Editor’s Note: Today’s post is by Joseph DeBruin. Joseph is the Head of Product Management at ResearchGate, where he applies the scientific training he learned as a neuroscientist at Johns Hopkins toward building products for ResearchGate’s network of users. He was formerly Head of Growth at Feastly, which was acquired by ChefsFeed in 2018.
“Always design a thing by considering it in its next larger context – a chair in a room, a room in a house, a house in an environment, an environment in a city plan.”
– Eliel Saarinen – Finnish/American architect
The world has gotten pretty opinionated about how scientific communication should be designed, and most of what has been published has fallen into one of two camps:
- Camp A) The Covid crisis has torn down the walls of science and cranked the speed dial to 12. Instead of traditional journal publishing which takes months, preprints are exploding, “a global collaboration unlike any in history” is happening in real-time, and an old system is finally getting the overhaul it needed!
- Camp B) We are seeing the first true social “infodemic.” Misinformation is everywhere, most of what is out there “isn’t even science,” and governments are cracking down on social media platforms and scientific publishers to dramatically limit the content that makes it online.
Both of these camps are at least partially correct, but few articles address the fact that speed and uncertainty in science are often two sides of the same coin, and getting the benefit of speed without the risk of uncertainty is extremely challenging. To be sure, focusing as a journalist entirely on the benefit of speed or the damage of misinformation likely reflects a desire to keep an article clean and to the point. Nonetheless it’s important to note that peer review with sequential disclosure, the system that has historically mitigated risk from uncertainty, is exactly the system that is being upended in order to increase the speed of innovation. So although it’s complex, we owe it to science to dig in this rocky middle ground, and to ask the question of how new technologies and insights can allow us to maintain the benefit of established truth-seeking systems while continuing to push the boundaries of speed.
Spheres of relevance
Scientific communication is a many-layered onion, to put it mildly. Knowledge creation starts in an extremely tight unit such as a lab which, like your immediate family, speaks its own language given how much shared history and common knowledge it has built over time. There are often very few other labs in the world who might have use for the truly “raw” output of a given lab. Then as you move outward, there are scientific disciplines, sub-disciplines, related disciplines, and on and on to cover the millions of scientists in the world.

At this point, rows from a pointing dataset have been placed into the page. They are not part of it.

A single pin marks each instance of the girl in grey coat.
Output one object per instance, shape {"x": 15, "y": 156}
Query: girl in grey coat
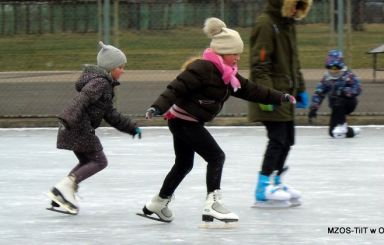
{"x": 80, "y": 118}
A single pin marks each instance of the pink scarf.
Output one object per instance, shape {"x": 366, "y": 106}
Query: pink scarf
{"x": 228, "y": 72}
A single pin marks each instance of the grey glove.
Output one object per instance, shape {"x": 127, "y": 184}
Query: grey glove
{"x": 151, "y": 112}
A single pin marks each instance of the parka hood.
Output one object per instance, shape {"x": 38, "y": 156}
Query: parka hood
{"x": 91, "y": 72}
{"x": 283, "y": 8}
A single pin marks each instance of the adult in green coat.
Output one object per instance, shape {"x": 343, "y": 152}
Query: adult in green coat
{"x": 274, "y": 62}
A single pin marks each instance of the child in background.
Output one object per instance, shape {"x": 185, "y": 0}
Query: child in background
{"x": 196, "y": 96}
{"x": 342, "y": 87}
{"x": 80, "y": 118}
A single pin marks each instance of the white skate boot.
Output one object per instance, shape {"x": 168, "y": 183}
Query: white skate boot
{"x": 270, "y": 196}
{"x": 63, "y": 194}
{"x": 214, "y": 209}
{"x": 295, "y": 194}
{"x": 158, "y": 206}
{"x": 356, "y": 131}
{"x": 340, "y": 131}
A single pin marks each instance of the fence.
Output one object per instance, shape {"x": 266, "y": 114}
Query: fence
{"x": 37, "y": 17}
{"x": 44, "y": 43}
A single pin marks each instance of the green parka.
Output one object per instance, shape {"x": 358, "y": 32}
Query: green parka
{"x": 274, "y": 60}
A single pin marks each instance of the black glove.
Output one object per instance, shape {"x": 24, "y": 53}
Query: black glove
{"x": 288, "y": 98}
{"x": 63, "y": 123}
{"x": 137, "y": 132}
{"x": 312, "y": 115}
{"x": 151, "y": 112}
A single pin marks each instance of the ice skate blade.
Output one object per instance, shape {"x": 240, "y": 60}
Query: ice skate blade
{"x": 153, "y": 218}
{"x": 272, "y": 204}
{"x": 60, "y": 211}
{"x": 63, "y": 204}
{"x": 295, "y": 202}
{"x": 218, "y": 225}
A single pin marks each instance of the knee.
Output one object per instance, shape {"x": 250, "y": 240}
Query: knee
{"x": 103, "y": 163}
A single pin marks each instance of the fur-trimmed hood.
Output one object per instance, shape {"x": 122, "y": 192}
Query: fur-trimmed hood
{"x": 284, "y": 8}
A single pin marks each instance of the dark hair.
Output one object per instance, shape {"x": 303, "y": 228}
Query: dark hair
{"x": 300, "y": 5}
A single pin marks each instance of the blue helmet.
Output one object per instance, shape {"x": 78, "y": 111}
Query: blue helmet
{"x": 335, "y": 60}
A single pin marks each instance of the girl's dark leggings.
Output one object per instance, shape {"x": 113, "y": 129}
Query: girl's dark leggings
{"x": 89, "y": 164}
{"x": 188, "y": 138}
{"x": 281, "y": 137}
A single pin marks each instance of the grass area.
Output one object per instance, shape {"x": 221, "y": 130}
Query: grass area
{"x": 168, "y": 49}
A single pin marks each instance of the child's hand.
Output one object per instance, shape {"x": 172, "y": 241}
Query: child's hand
{"x": 151, "y": 112}
{"x": 312, "y": 115}
{"x": 137, "y": 132}
{"x": 302, "y": 100}
{"x": 288, "y": 98}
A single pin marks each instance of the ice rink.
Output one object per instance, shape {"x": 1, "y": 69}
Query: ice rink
{"x": 342, "y": 182}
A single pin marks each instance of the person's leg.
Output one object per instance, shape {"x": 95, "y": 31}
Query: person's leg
{"x": 281, "y": 137}
{"x": 350, "y": 107}
{"x": 89, "y": 164}
{"x": 184, "y": 156}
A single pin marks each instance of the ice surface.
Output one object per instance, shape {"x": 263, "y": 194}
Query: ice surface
{"x": 342, "y": 182}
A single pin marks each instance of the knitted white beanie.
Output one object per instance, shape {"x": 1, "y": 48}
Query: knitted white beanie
{"x": 224, "y": 40}
{"x": 110, "y": 57}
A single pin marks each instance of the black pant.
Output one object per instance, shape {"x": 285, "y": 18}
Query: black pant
{"x": 341, "y": 107}
{"x": 89, "y": 164}
{"x": 188, "y": 138}
{"x": 281, "y": 137}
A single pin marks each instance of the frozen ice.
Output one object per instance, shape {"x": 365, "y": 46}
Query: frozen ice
{"x": 341, "y": 181}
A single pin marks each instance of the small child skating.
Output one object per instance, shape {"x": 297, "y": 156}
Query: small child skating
{"x": 79, "y": 119}
{"x": 195, "y": 97}
{"x": 342, "y": 87}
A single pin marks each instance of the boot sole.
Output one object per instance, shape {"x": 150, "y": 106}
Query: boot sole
{"x": 62, "y": 202}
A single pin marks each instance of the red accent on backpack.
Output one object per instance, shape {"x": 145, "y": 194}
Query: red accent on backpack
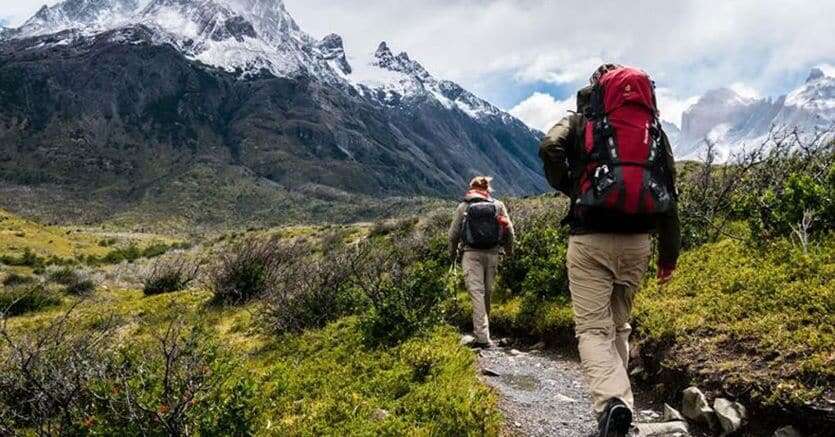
{"x": 623, "y": 146}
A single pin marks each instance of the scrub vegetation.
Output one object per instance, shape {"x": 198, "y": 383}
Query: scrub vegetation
{"x": 351, "y": 329}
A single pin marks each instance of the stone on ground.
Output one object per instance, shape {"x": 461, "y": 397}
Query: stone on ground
{"x": 787, "y": 431}
{"x": 672, "y": 415}
{"x": 694, "y": 405}
{"x": 730, "y": 414}
{"x": 677, "y": 428}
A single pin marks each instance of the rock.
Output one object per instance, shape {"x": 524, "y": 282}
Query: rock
{"x": 651, "y": 415}
{"x": 694, "y": 404}
{"x": 787, "y": 431}
{"x": 662, "y": 429}
{"x": 380, "y": 414}
{"x": 672, "y": 415}
{"x": 489, "y": 372}
{"x": 564, "y": 398}
{"x": 730, "y": 414}
{"x": 635, "y": 352}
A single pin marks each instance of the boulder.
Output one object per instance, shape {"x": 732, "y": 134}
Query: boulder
{"x": 787, "y": 431}
{"x": 694, "y": 404}
{"x": 730, "y": 414}
{"x": 672, "y": 415}
{"x": 677, "y": 428}
{"x": 695, "y": 407}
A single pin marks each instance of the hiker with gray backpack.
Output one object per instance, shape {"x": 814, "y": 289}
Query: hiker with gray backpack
{"x": 481, "y": 231}
{"x": 613, "y": 160}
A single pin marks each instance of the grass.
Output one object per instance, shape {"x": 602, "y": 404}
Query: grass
{"x": 766, "y": 316}
{"x": 25, "y": 238}
{"x": 322, "y": 382}
{"x": 757, "y": 318}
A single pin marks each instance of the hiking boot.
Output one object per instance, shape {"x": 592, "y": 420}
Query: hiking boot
{"x": 489, "y": 344}
{"x": 615, "y": 420}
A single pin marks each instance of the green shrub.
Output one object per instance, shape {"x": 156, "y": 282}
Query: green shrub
{"x": 312, "y": 293}
{"x": 405, "y": 302}
{"x": 537, "y": 266}
{"x": 15, "y": 301}
{"x": 81, "y": 287}
{"x": 25, "y": 259}
{"x": 65, "y": 276}
{"x": 168, "y": 275}
{"x": 329, "y": 382}
{"x": 760, "y": 304}
{"x": 13, "y": 279}
{"x": 252, "y": 268}
{"x": 182, "y": 383}
{"x": 155, "y": 250}
{"x": 73, "y": 281}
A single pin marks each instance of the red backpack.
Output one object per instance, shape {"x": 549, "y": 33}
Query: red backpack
{"x": 624, "y": 158}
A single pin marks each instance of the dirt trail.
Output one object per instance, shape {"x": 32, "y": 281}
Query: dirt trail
{"x": 543, "y": 392}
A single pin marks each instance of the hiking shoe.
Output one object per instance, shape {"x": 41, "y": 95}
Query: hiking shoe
{"x": 615, "y": 420}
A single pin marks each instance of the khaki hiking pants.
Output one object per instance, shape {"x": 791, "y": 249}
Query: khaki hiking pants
{"x": 604, "y": 272}
{"x": 480, "y": 268}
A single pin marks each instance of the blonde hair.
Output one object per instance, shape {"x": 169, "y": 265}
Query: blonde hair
{"x": 481, "y": 183}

To make it more complicated, within each of these groups you can find senior scientists who have 40 years of experience interpreting scientific output and new scientists who are still in their first year of training. And then there’s the wider public including policy experts, journalists, and interested lay-people of all kinds. As the knowledge created in that first lab moves and travels, it needs to change in certainty and in style. Those other 10 labs might want raw data as soon as it is recorded, while the broader discipline isn’t interested until it’s been verified and can safely change the current assumptions of the field. The wider public needs something different entirely, namely a view of how this science can change their lives, and that requires a great deal of translation, context, and safeguards from the layers within. As a simple version, let’s say it looks something like this:
It’s worth noting that this is not even close to the right scale. If it were, it would look something more like this, where the scientists in relevant fields and experts in the topic are so small as to be invisible:
The point to be made here is that communication within science is a series of complex steps outward, and even so, it reflects only a small fraction of the flow outward to the most distant layers of public awareness. Armed with this mental model, we can look at how information has flown through the spheres in a few specific cases within the Covid crisis.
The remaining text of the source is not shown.